Die Bestimmung einer optimalen Liquiditätsquote hängt von verschiedenen unternehmens- und branchenspezifischen Faktoren ab. Es liegt im Interesse des Finanzmanagements, einen Zielwert festzulegen, der zur jeweiligen Situation passt – basierend auf einer der vorgestellten Formeln – und diesen als strategische Richtgröße zu etablieren. Dieser Zielwert dient langfristig zur Orientierung und zugleich als Frühwarnsignal, falls es zu größeren Abweichungen kommt.
 

Warum sollten Liquiditätskennzahlen überwacht werden?

Ein stabiler und regelmäßig aktualisierter Liquiditätsgrad ist ein wesentlicher Bestandteil des Finanzmanagements eines Unternehmens und bietet zahlreiche Vorteile:

  • Frühwarnfunktion bei Liquiditätsengpässen: Sinkt der Wert zu stark, lassen sich mögliche Zahlungsengpässe frühzeitig erkennen. So kann das Unternehmen rechtzeitig gegensteuern, bevor unvorhergesehene Ereignisse zur Existenzbedrohung werden.
  • Stärkung des Vertrauens von Investoren und Kreditgebern: Ein solider Liquiditätsgrad signalisiert Stabilität und stärkt die Außenwirkung gegenüber Kapitalgebern – was die Finanzierungsmöglichkeiten verbessert.
  • Optimierung der Ressourcensteuerung: Die Kennzahl liefert wichtige Hinweise zur Kapitalnutzung.
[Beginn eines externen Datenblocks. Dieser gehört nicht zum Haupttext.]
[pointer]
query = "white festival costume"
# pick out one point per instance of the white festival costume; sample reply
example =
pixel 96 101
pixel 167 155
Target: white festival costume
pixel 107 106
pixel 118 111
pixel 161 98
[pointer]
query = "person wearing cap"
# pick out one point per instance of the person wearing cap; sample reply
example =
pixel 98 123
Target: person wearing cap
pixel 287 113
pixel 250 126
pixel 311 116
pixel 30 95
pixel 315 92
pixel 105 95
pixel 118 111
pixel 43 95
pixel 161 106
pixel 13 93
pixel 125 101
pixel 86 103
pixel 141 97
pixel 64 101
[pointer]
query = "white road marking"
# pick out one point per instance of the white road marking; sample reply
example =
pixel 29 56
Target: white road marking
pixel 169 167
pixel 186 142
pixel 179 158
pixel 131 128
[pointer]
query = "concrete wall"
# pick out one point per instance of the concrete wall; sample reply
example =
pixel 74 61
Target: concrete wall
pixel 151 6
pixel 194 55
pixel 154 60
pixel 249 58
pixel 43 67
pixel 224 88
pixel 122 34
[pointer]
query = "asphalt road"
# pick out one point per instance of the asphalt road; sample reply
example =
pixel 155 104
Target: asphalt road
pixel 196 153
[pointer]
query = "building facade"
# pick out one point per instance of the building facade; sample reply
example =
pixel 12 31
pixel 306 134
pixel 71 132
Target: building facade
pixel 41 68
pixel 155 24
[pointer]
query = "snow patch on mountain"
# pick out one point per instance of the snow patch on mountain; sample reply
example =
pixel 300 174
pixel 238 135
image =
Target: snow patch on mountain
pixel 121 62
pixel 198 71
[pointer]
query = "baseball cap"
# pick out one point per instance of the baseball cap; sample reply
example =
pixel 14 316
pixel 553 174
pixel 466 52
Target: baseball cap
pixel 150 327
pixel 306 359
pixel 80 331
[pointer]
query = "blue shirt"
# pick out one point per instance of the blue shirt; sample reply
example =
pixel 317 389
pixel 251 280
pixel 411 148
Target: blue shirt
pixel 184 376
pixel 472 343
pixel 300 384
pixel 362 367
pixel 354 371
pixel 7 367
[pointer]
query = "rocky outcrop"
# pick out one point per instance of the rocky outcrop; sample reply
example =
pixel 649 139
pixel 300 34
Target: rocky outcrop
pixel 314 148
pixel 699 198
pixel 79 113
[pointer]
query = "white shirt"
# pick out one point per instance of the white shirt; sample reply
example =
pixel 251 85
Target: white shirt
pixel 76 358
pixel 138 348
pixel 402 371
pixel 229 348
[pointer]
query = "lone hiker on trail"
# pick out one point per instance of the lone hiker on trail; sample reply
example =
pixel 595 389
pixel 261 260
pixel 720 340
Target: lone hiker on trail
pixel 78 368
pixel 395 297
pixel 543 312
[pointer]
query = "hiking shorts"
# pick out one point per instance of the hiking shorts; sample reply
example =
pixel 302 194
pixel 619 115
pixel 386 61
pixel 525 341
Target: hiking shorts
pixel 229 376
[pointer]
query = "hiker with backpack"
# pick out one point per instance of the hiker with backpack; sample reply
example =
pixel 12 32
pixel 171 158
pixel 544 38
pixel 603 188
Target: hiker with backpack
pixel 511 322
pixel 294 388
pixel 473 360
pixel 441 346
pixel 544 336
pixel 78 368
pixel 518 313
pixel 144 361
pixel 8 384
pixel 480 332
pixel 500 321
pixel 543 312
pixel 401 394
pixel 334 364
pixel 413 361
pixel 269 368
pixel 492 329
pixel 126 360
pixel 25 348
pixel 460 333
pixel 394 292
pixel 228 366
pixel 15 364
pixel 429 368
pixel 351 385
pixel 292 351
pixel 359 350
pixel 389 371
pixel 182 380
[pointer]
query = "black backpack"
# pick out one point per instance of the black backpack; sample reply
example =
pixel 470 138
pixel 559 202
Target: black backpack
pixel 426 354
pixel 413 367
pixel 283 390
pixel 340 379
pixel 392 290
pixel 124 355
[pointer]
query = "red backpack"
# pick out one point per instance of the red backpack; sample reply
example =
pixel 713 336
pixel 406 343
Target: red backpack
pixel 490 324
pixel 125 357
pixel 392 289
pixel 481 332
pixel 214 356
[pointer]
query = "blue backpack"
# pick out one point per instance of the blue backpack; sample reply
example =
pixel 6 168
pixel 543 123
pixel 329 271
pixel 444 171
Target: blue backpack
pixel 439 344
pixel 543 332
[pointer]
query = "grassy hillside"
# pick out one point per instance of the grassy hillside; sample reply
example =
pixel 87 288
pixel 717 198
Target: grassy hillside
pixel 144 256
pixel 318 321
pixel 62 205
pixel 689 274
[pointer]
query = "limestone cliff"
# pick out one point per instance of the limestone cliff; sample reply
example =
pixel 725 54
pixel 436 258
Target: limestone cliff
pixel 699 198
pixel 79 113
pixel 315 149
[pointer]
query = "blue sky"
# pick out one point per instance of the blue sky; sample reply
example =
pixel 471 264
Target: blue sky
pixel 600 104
Eine übermäßige Liquidität kann auf eine ineffiziente Mittelbindung hindeuten – Ressourcen, die sinnvoller investiert werden könnten.

Ein professionelles Liquiditätsmanagement minimiert finanzielle Risiken und schafft gleichzeitig Spielraum, um strategische Chancen zu nutzen. Für Finanzverantwortliche sollte es – angepasst an das jeweilige Unternehmensumfeld – ein zentraler Bestandteil der Steuerung sein.